FTX Collapse Urges Brazil to Seek Crypto Regulations
FTX, one of the most prominent crypto exchanges, collapsed and filed for bankruptcy on 11. November 2022, following a spike in customer withdrawals earlier that month. Needless to say, the FTX collapse shook the already volatile crypto market, resulting in a multi-billion-dollar loss.
FTX went down after failing to meet a run on deposits that left an $8 billion hole in the company’s books. It only took one week after this incident for the exchange to ultimately file for bankruptcy.
To make matters worse, Reuters reported that Sam Bankman-Fried, the FTX founder, secretly transferred $10 billion of customer funds from FTX to its trading company.
But the guy claims he didn’t even try to commit fraud, and that counts for something, right?
Nevertheless, this sequence of events shook the market to the core.
Photo illustration: Freepik
The digital asset market and crypto owners might take months to recover from this shockwave. And while 2022 overall wasn’t a good year for crypto, the beginning of December brings some big and exciting news that shows we’re headed in a good direction.
Brazil’s Congress just passed a bill that would regulate crypto payments. The bill’s author was federal deputy Aureo Ribeiro, and it proposes a setup of a committee that will monitor and control crypto activity within the country.
Crypto Payments Aren’t Legal Yet- President’s Signature Is Still Required
The bill was first approved in April 2022. Still, that was just the first step, as the bill required additional approval to become law.
If you’re wondering what approvals I’m referring to, the bill still requires the Brazilian president’s signature, since the Congress already gave the green light. If Jair Bolsonaro, the outgoing president of Brazil, approves this bill, crypto payments would officially become legal in this crypto-friendly country.
It’s speculated that the Brazil Congress passed the bill as the FTX collapse confirmed how shaky and unstable the crypto market is. The bill will grant Brazil the power to execute laws regarding crypto assets. This will allow them to prevent fraudulent activities, such as those at FTX, from occurring within the country.

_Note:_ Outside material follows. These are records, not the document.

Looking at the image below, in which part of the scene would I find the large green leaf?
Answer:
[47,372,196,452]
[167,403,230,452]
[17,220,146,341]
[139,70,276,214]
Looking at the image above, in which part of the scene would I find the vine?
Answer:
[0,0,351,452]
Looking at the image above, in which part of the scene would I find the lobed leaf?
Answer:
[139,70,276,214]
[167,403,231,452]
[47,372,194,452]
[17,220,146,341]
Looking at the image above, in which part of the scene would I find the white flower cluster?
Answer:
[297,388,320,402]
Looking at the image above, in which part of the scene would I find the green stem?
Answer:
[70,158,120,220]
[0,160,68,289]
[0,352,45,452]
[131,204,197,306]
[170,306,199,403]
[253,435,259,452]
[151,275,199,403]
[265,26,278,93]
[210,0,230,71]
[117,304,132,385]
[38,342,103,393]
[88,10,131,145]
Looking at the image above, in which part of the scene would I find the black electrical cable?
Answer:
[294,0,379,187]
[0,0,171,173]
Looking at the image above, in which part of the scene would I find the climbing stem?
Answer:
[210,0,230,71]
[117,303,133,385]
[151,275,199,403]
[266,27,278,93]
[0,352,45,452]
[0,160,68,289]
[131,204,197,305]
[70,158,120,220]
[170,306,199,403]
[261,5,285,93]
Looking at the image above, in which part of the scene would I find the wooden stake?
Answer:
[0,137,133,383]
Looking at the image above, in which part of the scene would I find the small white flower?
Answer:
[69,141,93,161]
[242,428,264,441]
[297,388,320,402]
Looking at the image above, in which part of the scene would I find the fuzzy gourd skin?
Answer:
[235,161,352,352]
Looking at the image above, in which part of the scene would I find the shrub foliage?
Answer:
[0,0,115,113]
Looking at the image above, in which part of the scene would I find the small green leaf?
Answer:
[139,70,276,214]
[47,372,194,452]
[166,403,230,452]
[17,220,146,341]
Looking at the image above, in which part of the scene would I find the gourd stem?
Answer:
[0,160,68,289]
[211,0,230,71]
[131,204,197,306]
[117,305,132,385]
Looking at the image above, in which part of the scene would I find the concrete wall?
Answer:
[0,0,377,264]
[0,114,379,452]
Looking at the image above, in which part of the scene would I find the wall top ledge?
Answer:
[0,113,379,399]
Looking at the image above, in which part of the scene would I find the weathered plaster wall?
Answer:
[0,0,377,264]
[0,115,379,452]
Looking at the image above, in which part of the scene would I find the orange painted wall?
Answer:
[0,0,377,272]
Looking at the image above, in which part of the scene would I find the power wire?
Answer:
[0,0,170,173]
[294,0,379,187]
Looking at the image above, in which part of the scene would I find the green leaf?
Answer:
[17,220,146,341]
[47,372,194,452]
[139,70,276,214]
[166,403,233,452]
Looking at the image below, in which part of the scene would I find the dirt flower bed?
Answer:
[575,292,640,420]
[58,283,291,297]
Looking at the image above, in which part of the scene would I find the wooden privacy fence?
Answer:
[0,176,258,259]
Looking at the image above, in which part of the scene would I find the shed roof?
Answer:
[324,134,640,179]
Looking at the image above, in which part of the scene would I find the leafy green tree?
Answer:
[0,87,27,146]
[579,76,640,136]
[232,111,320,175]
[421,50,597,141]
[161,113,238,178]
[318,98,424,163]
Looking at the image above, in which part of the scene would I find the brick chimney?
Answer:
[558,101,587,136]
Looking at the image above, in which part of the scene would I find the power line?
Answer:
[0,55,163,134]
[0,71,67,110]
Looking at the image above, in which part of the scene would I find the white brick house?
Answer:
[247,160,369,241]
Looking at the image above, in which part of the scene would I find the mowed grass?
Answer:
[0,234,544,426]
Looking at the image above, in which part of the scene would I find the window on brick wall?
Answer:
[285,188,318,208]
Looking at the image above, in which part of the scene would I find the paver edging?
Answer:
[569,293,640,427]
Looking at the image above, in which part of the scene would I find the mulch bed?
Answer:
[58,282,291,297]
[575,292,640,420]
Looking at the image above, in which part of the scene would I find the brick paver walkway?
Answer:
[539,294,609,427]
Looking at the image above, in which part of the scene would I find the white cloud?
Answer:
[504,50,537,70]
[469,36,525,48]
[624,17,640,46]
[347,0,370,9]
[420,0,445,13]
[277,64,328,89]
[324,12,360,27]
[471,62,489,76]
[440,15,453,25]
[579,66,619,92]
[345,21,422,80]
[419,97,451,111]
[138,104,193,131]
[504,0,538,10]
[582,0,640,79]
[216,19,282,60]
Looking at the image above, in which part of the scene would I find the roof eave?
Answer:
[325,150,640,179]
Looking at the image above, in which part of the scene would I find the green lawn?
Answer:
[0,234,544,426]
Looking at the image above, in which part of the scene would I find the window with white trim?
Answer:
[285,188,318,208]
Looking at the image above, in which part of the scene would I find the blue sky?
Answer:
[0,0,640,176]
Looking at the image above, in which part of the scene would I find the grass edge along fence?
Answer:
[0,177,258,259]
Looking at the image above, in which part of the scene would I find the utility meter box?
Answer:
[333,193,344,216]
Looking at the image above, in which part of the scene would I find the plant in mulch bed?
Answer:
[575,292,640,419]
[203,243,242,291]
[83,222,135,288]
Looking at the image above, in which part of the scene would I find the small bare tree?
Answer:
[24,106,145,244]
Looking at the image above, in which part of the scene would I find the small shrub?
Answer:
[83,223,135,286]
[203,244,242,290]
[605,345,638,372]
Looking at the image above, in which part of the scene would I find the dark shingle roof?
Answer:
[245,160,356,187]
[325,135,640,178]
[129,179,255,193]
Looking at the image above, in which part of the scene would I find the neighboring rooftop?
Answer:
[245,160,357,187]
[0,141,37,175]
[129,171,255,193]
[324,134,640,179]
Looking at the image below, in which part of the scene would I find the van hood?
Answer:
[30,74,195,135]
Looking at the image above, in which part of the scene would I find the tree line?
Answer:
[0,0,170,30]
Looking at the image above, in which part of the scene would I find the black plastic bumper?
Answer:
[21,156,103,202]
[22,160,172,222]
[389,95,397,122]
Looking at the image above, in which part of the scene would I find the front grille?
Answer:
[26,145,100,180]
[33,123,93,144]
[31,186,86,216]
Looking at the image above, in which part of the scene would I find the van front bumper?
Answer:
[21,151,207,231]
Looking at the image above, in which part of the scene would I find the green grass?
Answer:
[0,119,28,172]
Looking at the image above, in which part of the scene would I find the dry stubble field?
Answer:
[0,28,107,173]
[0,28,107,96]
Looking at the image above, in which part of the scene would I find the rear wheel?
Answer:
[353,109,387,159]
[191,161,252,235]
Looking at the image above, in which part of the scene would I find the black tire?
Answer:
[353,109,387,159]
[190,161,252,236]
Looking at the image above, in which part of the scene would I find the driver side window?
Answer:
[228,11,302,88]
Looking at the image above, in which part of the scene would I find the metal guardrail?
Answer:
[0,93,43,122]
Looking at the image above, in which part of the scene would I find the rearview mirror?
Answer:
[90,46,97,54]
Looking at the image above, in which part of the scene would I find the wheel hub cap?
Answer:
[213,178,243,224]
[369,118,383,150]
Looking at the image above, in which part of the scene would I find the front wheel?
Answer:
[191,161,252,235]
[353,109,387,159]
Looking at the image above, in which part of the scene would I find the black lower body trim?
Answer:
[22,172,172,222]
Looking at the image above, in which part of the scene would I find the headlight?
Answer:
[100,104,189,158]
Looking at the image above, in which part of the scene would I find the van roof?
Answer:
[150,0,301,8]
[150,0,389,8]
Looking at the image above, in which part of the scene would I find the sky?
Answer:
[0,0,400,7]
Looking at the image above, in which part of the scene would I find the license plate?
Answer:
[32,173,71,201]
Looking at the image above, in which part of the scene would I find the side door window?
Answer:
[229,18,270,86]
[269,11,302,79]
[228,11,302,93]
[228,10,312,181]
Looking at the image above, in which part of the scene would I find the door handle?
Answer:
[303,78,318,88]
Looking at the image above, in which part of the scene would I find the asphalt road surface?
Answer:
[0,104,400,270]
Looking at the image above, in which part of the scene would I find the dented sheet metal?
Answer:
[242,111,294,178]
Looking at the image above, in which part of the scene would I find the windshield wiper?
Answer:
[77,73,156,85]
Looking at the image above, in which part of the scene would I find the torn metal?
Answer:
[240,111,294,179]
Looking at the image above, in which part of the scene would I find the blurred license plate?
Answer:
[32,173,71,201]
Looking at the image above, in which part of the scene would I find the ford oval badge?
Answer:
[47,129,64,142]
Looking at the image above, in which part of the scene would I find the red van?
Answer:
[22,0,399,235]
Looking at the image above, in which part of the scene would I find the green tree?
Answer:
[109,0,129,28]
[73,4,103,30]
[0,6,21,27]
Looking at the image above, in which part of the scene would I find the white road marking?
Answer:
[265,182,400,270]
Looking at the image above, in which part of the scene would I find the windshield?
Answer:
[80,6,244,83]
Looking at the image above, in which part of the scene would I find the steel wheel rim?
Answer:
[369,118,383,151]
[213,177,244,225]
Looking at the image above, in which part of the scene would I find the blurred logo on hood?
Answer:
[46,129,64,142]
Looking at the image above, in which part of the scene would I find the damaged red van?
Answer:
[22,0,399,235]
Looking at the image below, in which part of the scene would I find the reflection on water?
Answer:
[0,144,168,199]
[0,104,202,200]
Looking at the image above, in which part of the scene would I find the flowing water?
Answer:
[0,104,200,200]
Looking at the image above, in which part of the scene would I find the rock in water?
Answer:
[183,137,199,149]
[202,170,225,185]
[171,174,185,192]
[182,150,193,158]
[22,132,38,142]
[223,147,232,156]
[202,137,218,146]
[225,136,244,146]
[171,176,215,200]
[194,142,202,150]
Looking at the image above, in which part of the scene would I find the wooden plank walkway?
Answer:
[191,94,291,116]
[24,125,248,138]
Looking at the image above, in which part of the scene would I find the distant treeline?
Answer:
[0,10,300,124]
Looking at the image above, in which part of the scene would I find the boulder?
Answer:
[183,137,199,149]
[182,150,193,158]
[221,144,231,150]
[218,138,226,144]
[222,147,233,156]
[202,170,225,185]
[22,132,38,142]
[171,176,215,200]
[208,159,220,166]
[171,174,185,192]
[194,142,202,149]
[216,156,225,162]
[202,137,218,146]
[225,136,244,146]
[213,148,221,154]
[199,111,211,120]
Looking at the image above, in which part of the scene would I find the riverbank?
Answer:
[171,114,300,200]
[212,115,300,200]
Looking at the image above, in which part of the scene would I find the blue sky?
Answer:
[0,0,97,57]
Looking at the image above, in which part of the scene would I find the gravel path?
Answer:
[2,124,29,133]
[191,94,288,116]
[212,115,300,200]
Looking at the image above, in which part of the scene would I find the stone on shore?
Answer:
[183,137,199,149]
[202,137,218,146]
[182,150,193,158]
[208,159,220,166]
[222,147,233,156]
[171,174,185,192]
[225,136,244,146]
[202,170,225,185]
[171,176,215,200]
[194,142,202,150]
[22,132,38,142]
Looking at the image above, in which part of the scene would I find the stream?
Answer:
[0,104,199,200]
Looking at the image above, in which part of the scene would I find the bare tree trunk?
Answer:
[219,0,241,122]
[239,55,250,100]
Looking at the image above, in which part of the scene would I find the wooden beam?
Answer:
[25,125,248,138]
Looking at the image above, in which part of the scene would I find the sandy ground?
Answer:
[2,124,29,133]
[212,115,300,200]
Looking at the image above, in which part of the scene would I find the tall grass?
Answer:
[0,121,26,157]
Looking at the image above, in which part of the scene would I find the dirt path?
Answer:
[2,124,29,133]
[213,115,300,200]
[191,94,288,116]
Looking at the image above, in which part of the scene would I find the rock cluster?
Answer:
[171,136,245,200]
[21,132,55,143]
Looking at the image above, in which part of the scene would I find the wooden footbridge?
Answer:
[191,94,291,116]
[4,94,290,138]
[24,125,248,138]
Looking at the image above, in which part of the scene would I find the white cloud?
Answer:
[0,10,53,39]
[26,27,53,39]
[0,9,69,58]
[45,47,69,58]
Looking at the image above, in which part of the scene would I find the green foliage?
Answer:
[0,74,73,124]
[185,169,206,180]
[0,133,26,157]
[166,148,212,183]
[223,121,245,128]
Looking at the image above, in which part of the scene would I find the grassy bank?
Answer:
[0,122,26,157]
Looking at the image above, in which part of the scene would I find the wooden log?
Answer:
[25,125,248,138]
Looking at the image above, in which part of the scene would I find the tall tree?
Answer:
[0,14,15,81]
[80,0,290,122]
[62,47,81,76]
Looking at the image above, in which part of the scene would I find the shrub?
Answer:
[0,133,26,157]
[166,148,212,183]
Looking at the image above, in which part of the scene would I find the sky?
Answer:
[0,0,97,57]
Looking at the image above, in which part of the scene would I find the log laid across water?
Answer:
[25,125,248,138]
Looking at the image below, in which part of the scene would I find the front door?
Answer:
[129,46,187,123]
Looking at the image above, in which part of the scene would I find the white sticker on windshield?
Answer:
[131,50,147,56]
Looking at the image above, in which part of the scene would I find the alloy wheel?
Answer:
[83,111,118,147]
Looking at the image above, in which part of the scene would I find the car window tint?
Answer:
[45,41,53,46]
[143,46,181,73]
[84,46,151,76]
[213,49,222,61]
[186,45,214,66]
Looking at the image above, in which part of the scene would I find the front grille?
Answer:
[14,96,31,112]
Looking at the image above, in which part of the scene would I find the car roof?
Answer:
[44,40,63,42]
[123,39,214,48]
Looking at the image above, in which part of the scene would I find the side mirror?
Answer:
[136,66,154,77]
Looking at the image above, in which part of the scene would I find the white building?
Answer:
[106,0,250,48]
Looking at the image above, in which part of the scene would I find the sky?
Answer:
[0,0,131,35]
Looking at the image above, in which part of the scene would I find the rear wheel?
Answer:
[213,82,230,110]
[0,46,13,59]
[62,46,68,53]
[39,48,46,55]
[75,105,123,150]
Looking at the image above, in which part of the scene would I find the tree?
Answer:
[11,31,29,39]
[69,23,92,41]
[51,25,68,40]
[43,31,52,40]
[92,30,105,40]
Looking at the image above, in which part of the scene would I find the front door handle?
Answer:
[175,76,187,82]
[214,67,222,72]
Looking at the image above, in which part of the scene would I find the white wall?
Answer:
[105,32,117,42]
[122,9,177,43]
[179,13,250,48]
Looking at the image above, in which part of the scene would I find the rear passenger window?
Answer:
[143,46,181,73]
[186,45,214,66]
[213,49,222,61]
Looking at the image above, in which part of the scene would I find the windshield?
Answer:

As stated earlier, the president and his Cabinet must also determine which regulatory body will supervise crypto payments. The decision will be made after the bill is signed into law.
According to AIBC, the Central Bank of Brazil (BCB) and the country’s Securities and Exchange Commission (CVM) might join hands to make it happen. Apparently, BCB will have to regulate BTC payments, While CVM’s duty will be to handle the investment proportion.
Bank Indonesia has already launched the design for its digital currency and joined other banks that already have their coins available to the public to homogenize CBDCs (digital currency available to the general public that only a country's central bank can produce).
According to the Verge, Perry Warjiyo confirmed that Indonesia’s digital currency would use a platform that will be compatible with other CBDCs. In other words, Indonesia’s digital currency will be interoperable and interconnected with other central bank digital currencies.
The Verge also reports that central banks will agree on the exchange rate for digital currencies. On top of that, Bank Indonesia will introduce the digital rupiah gradually, starting with wholesale CBDC and a business model of the digital rupiah for financial operations. After completing these steps, Bank Indonesia will introduce its digital currency for everyday use.
How Will the Bill Affect Crypto Owners?
For starters, approving the bill for the regulation of crypto payments will allow financial institutions, such as banks, to offer crypto payment services. Of course, this doesn’t mean the banks in Brazil will be obligated to include these services in their offerings. However, passing the bill will open doors to customer expansion and standardization of crypto payments, allowing banks to tap into the crypto market.
Photo illustration: Freepik
More importantly, as crypto payments become available, crypto owners will finally get a chance to use their digital assets daily. That said, crypto payments will offer a convenience only a few people get to enjoy.
In countries where crypto payments aren’t accepted, users must sell their assets and transfer that money to their bank account (which could take up to a few days) before they even get a chance to use them, not to mention the amount of money wasted on the platform and transfer fees. And while paying with crypto will undoubtedly involve some fees, it would still be a cheaper and more convenient option.
The bill is significant because it would make crypto payments legal in Brazil. However, it would not give them the status of legal tender.
Even if everything goes according to plan, Brazilians won’t use crypto as a satisfactory form of payment for monetary debts. In other words, Brazilians won’t be able to pay off their loans or other obligations with crypto. But they could still pay for goods and services with these digital assets.
It’s also worth noting that crypto firms will most likely need to acquire the “virtual service provider” license. The license will allow them to operate freely in Brazil. If that happens, crypto firms currently working in this country will get 180 days to acquire the permit. If they refuse, they will have to abandon their affairs in Brazil entirely.